Butternut Shrimp Curry

Butternut Shrimp Curry_x
Our Butternut Curry has notes of coconut, curry leaves and mustard seeds that take you to tropical South India, the inspiration for this curry. The sauce has a natural sweetness that complements shrimp, so to add depth we add Sautéed Spinach and bright peppadew peppers.

Serves 2-3


2 tbsp neutral oil

2 diagonally sliced fresh scallions, whites and greens separated

1 lb. large wild shrimp, peeled and deveined

Salt to season the shrimp

1 jar Butternut Curry Indian Simmer Sauce

¼ cup peppadew peppers

5 oz. fresh or frozen spinach

1 package Aromatic White Organic Basmati Rice   or 2 cups cooked rice of your choice


Step 1
Heat the oil in a medium skillet over medium high heat.

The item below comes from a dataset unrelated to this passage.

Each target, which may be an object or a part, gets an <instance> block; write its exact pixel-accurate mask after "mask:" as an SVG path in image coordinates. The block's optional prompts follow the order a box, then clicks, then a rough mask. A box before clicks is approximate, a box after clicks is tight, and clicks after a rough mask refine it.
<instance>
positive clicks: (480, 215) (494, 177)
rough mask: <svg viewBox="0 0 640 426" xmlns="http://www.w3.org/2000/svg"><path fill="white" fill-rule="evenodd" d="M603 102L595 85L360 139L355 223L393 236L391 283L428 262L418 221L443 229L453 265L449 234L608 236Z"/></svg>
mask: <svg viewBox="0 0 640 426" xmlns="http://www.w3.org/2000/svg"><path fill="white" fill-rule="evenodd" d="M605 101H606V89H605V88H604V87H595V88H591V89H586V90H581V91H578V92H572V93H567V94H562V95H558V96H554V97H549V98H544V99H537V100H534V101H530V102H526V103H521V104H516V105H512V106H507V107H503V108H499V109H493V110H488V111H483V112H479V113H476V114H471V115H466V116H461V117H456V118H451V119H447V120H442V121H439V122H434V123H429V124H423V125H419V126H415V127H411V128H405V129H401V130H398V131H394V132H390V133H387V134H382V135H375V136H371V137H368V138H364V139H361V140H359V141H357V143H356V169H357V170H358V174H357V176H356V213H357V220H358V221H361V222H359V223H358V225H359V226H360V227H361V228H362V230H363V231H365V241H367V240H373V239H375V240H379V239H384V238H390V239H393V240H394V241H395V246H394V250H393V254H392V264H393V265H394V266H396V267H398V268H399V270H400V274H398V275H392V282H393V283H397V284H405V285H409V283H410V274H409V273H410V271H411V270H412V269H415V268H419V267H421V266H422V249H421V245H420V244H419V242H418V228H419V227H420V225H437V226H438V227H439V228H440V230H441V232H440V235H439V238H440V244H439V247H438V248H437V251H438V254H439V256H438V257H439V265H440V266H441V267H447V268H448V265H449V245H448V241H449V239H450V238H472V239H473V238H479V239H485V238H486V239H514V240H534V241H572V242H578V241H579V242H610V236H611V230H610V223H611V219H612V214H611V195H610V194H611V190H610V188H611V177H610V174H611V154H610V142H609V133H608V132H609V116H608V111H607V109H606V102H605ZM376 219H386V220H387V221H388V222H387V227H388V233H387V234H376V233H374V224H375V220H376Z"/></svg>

Add the scallion whites and sauté for 2 minutes. Add the shrimp and sauté until they just start to turn pink. Sprinkle with a pinch of salt to season.

Step 2
Add the Butternut Curry sauce, peppadew peppers and spinach and stir well. Partially cover and simmer over low heat until the shrimp is cooked through, about 5 to 7 minutes.

Step 3
Garnish with scallion greens and serve with basmati rice, heated according to the instructions on the package.